The 2nd German Conference on Chemoinformatics started yesterday, with two chemoinformatics tutorials: one on industrial chemoinformatics (I saw this presentation before… not sure when), with a good overview on integrating different information sources; the second one was about opensource chemoinformatics by Christoph Steinbeck (being involved in opensource chemoinformatics for almost 10 years now!), which included a Bioclipse demo (by me) and a demo by Thomas Kuhn on the CDK based chemoinformatics plugin to Taverna. Other opensource projects of the Blue Obelisk movement were mentioned and a few outside it too.

The conference is in honor of the life work by Prof. Gasteiger, who gave an overview of chemoinformatics in his group, Germany and Europe. He stressed the need of education in chemoinformatics, like in Obernai. He also highlighted that we, today, are still solving the same problem as 30 years ago. Which is true, which is why this channel is called Chem-bla-ics , trying to solve that problem. When asked if opensource chemoinformatics form the start would have addressed this, he replied that he requires people to cooperatively do research with his group; opensource clearly cannot enforce that.

Day 2

Todays program had a number of interesting presentations (I, unfortunately, missed the first presentation, so have to visit that group soon now, to make up for that.) Prof. Aires-de-Sousa showed his work on MOLMAP for mapping metabolic networks (KEGG really, see my earlier blog ), and showed, just as proof of principle, classification of organisms based on this.

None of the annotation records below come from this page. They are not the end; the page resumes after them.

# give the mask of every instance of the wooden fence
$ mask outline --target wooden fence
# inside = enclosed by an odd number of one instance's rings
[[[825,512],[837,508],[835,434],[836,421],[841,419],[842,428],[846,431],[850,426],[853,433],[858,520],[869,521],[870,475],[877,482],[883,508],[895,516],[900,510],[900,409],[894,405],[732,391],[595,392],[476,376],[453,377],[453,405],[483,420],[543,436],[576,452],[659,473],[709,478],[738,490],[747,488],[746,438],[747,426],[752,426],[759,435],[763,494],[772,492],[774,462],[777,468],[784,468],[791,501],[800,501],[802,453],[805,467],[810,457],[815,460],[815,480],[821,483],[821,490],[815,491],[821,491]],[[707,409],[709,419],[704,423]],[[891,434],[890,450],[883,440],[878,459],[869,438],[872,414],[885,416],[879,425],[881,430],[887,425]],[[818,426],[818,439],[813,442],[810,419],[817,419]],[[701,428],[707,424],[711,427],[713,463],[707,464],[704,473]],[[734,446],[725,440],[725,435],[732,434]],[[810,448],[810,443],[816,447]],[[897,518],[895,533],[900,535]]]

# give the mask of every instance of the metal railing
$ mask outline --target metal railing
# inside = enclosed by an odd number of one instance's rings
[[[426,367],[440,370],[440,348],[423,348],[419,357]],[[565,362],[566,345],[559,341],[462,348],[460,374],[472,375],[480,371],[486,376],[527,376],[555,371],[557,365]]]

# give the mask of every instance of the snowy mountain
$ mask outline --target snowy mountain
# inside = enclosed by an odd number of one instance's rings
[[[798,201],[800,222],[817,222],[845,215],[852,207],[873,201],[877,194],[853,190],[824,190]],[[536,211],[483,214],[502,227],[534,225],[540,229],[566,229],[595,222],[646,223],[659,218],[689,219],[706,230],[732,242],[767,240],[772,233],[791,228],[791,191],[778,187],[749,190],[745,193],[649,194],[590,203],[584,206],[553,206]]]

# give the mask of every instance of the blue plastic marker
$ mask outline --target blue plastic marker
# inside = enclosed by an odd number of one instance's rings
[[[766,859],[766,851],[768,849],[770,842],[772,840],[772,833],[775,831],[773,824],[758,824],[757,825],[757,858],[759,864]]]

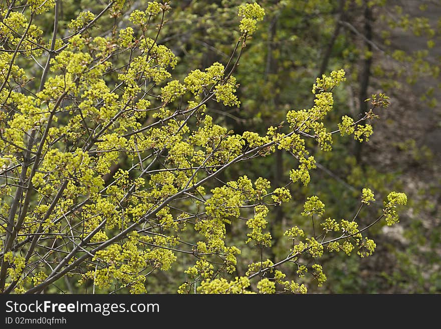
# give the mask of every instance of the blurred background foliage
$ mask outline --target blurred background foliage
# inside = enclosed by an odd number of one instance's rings
[[[215,62],[226,64],[239,36],[237,28],[239,0],[182,0],[170,3],[158,43],[166,45],[179,57],[175,78],[190,71],[203,69]],[[80,12],[97,14],[107,4],[92,0],[63,0],[61,35]],[[126,3],[118,28],[128,24],[128,14],[143,9],[146,1]],[[328,281],[321,293],[413,293],[441,291],[441,119],[439,73],[441,56],[441,2],[437,0],[261,0],[266,16],[252,40],[248,42],[235,76],[240,84],[240,108],[226,108],[211,102],[207,112],[216,123],[238,133],[252,129],[264,133],[271,125],[283,125],[290,110],[310,107],[311,88],[316,78],[332,70],[344,69],[348,80],[335,93],[330,122],[349,113],[359,118],[367,111],[365,100],[385,92],[391,105],[379,113],[369,142],[360,144],[336,137],[332,152],[321,152],[312,144],[319,167],[307,187],[290,186],[293,200],[269,218],[273,237],[283,236],[293,223],[312,230],[300,215],[306,196],[318,195],[335,218],[348,218],[358,207],[363,187],[376,193],[377,200],[390,189],[405,192],[409,207],[399,225],[376,225],[370,235],[378,246],[373,255],[360,259],[354,254],[331,254],[323,262]],[[126,13],[126,14],[124,14]],[[48,35],[51,15],[39,17]],[[119,14],[118,14],[119,15]],[[115,17],[106,14],[97,34],[115,31]],[[121,18],[119,18],[120,19]],[[92,30],[90,33],[95,33]],[[154,36],[153,36],[154,37]],[[124,58],[120,59],[121,65]],[[31,62],[30,62],[31,63]],[[38,78],[35,83],[38,83]],[[112,77],[108,79],[112,82]],[[159,88],[159,87],[158,87]],[[153,91],[154,93],[154,90]],[[267,173],[273,186],[288,181],[292,158],[282,152],[275,158],[254,161],[246,168],[232,168],[224,181],[246,174],[252,180]],[[124,168],[130,159],[115,166]],[[381,202],[379,203],[381,207]],[[360,218],[378,215],[364,210]],[[381,210],[379,210],[381,211]],[[241,226],[242,225],[242,226]],[[300,225],[299,225],[300,226]],[[244,223],[230,228],[234,244],[243,244]],[[235,240],[237,237],[237,241]],[[289,249],[284,241],[273,240],[272,252]],[[247,257],[246,254],[242,257]],[[344,258],[344,259],[343,259]],[[190,264],[178,259],[176,270]],[[172,271],[173,270],[172,269]],[[246,268],[238,266],[243,275]],[[151,292],[175,292],[180,283],[168,272],[152,278]],[[182,281],[185,280],[182,278]],[[155,284],[160,280],[161,285]],[[164,282],[169,291],[164,291]],[[155,286],[161,287],[156,291]]]

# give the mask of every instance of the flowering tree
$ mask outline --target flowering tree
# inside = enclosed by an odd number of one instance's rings
[[[206,113],[211,102],[240,106],[234,74],[265,15],[258,4],[239,8],[240,37],[229,60],[179,81],[171,73],[178,59],[158,43],[168,2],[127,13],[123,0],[111,1],[96,14],[81,13],[64,37],[60,4],[11,2],[1,12],[0,290],[85,292],[91,285],[93,292],[143,293],[166,271],[179,293],[305,293],[304,276],[326,281],[324,252],[368,256],[376,245],[367,229],[398,221],[403,193],[391,192],[381,214],[362,221],[361,209],[375,201],[369,188],[353,217],[341,220],[311,196],[302,213],[310,231],[293,223],[277,237],[291,241],[286,257],[264,256],[274,237],[267,215],[309,183],[313,144],[330,152],[336,134],[368,141],[365,121],[388,102],[373,95],[362,117],[345,116],[328,130],[332,92],[345,80],[339,70],[315,82],[310,108],[290,111],[266,134],[216,124]],[[33,23],[50,14],[46,40]],[[100,29],[109,14],[113,26]],[[293,159],[281,186],[272,187],[265,172],[225,181],[231,168],[246,173],[245,164],[277,150]],[[244,230],[236,245],[229,239],[235,227]],[[287,279],[293,273],[297,279]]]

J. Weisser talked about docking, still an obligatory topic. This work really showed two new approaches: the use of QM partial charges (the example showed an improvement in RMSD of a factor 10, not very statistical, but promising indeed); the second was the fact that water does not like to be in tight spots, because of reduced possibilities for hydrogen bonding. A concept common in understand supramolecular phenomenon, but I have not seen this applied to docking before. But I am no expert in that field. M. Wagner showed work on using KEGG data to estimate likely metabolites, and the use in reducing effects of metabolic degradation. T. Schroeter introduced me to gaussian processes, a new data modeling method. Quite embarrassing to get introduced to such, as being specialized in modeling methods for chemical problems.

The poster session was, as normally, really exhausting, talking to a lot of people. Having a booth at the exhibition on opensource chemoinformatics added a nice twist to this. I therefore skipped the FIZ-award winner lectures, so I hope someone else will blog about those.

One last note: Sun started releasing their Java platform under the GPL license. Jim, seems that they proved me wrong . The class library is still not GPL, but is expected to become licensed such somewhere in the first half of next year.